Mechanisms Determining Generation Time of the Threatened Delta Smelt in San Francisco EstuaryEPA Grant Number: FP916319
Title: Mechanisms Determining Generation Time of the Threatened Delta Smelt in San Francisco Estuary
Investigators: Honey, Kristen T.
Institution: University of California - Santa Cruz
EPA Project Officer: Michaud, Jayne
Project Period: January 1, 2004 through December 31, 2006
Project Amount: $108,876
RFA: STAR Graduate Fellowships (2004) RFA Text | Recipients Lists
Research Category: Academic Fellowships , Aquatic Ecosystems , Fellowship - Aquatic Ecology and Ecosystems
The objective of my research is to combine fieldwork, laboratory research, and mathematical modeling to better inform policy decisions about the delta smelt (Hypomesus transpacificus) a fish endemic to San Francisco Estuary-Delta.

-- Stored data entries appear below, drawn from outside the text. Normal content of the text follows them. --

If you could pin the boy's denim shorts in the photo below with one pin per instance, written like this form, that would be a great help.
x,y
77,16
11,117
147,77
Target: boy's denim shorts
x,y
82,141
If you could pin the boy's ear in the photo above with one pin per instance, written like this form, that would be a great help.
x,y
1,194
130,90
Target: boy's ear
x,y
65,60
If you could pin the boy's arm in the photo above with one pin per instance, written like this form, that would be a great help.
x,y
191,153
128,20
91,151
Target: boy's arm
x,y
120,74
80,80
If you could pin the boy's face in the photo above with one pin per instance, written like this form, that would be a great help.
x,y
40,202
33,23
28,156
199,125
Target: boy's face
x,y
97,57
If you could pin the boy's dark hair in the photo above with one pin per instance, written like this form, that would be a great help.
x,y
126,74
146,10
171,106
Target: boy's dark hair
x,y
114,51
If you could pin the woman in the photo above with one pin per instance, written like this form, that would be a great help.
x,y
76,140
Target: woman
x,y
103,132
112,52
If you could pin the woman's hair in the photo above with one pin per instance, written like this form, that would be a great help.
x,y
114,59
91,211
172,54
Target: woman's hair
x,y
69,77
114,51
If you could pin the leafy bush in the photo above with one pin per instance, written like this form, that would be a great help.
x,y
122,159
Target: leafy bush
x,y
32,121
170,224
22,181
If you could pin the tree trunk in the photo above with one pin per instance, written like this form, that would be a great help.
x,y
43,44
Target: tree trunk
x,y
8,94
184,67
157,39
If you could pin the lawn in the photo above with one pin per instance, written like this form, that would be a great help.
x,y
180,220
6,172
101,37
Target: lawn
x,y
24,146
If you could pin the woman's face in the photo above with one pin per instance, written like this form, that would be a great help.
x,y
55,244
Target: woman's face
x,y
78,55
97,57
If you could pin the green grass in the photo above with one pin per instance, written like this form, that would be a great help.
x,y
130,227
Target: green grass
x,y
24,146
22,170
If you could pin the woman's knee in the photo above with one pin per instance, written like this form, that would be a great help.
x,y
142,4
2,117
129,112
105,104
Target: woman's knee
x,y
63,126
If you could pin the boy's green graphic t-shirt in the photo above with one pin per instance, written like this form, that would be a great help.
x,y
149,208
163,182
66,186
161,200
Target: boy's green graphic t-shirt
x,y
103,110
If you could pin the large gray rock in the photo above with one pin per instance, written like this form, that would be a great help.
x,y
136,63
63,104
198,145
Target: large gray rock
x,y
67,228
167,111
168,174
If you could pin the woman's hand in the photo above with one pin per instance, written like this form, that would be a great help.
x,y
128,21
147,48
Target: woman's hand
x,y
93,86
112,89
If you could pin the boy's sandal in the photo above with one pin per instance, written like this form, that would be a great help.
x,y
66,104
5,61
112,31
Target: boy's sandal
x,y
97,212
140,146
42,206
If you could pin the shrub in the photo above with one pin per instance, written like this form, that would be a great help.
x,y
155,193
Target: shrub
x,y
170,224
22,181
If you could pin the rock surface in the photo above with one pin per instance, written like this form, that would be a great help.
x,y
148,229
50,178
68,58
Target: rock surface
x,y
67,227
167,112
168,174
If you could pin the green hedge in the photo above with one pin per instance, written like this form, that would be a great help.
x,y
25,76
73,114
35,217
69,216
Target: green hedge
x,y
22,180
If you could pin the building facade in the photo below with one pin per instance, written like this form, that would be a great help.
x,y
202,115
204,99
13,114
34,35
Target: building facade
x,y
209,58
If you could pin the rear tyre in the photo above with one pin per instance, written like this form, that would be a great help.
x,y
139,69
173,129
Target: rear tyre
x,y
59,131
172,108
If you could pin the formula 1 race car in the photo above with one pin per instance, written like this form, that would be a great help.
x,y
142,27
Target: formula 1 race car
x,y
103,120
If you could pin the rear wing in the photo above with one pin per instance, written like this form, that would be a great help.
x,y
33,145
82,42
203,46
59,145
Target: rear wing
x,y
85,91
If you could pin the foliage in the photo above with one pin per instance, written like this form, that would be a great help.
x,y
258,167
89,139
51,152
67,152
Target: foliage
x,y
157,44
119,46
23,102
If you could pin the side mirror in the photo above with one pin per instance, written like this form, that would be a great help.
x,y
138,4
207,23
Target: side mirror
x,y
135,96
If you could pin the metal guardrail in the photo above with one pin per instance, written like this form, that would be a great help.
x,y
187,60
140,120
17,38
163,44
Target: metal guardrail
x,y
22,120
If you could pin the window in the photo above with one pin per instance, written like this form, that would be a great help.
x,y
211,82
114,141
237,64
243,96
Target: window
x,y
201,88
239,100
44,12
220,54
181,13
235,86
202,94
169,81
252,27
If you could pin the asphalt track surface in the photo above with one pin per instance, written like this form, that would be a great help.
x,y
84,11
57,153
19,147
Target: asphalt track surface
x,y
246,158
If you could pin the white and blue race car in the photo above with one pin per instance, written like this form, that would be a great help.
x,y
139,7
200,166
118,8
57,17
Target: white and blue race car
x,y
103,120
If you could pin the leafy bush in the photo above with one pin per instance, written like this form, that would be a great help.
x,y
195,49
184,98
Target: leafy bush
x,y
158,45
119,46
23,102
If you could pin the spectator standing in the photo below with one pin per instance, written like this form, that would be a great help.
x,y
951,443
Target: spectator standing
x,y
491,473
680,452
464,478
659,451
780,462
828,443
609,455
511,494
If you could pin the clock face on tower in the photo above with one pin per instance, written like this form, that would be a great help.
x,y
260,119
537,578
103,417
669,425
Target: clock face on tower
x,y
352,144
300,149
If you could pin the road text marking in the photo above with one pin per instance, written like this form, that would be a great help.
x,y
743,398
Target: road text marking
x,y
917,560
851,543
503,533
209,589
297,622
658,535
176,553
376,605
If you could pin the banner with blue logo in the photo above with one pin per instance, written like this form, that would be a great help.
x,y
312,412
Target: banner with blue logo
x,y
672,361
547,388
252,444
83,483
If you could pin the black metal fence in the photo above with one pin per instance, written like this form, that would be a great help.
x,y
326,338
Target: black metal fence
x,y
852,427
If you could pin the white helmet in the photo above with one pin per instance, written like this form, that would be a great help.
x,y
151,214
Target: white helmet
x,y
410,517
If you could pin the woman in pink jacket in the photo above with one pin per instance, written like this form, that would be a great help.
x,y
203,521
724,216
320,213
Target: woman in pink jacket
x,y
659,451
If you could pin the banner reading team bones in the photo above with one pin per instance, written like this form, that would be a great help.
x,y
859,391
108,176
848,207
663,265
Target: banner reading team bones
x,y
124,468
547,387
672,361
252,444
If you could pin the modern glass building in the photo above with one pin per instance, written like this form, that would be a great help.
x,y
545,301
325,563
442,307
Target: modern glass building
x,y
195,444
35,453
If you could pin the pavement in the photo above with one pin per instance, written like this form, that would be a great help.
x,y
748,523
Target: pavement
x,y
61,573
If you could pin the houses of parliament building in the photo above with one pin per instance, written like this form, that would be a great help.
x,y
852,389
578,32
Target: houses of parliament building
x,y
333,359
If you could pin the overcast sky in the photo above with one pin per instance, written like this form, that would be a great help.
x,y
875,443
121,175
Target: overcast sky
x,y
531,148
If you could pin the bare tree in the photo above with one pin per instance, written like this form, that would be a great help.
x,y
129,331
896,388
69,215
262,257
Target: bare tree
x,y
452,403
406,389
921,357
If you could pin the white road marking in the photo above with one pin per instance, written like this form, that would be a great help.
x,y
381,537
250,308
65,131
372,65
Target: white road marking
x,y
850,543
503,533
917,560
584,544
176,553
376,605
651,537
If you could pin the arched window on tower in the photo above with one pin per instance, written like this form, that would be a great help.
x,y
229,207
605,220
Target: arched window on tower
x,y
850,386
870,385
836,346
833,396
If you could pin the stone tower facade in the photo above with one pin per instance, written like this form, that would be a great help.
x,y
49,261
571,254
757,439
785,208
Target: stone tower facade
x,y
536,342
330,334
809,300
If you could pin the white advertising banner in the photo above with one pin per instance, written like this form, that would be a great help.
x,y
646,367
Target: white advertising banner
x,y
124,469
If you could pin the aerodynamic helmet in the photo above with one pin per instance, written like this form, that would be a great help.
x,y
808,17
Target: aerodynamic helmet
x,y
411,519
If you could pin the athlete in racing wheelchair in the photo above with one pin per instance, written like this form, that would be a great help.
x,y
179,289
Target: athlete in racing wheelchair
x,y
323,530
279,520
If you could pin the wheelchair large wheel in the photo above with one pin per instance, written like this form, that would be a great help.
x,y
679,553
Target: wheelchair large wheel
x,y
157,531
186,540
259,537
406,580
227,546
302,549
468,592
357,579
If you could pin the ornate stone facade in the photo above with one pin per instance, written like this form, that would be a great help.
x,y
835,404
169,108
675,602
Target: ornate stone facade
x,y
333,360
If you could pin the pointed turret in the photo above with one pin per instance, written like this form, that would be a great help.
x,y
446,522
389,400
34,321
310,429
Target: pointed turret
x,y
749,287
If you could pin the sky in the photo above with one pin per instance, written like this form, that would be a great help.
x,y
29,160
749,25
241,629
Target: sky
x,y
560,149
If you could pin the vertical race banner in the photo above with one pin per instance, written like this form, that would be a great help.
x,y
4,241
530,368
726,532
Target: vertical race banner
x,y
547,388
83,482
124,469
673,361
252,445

Listed as threatened, this tiny fish exerts a major influence upon state water management. Because its habitat overlaps with Delta pumping facilities that transfer California water, the listed status of the fish can shut down water operations and create conflict between managing water for environmental protection and for water users. Such a “smeltdown” impacts California’s economies, ecosystems, and 23 million users that depend on the Delta for fresh water. My research emphasizes the need for collaborative efforts to better understand mechanisms driving delta smelt population levels . I hope to facilitate additional communication and collaboration between the U.S. Fish and Wildlife Service, California Department of Fish and Game, California Bay-Delta Authority, University of California campuses, water operators, and concerned California citizens.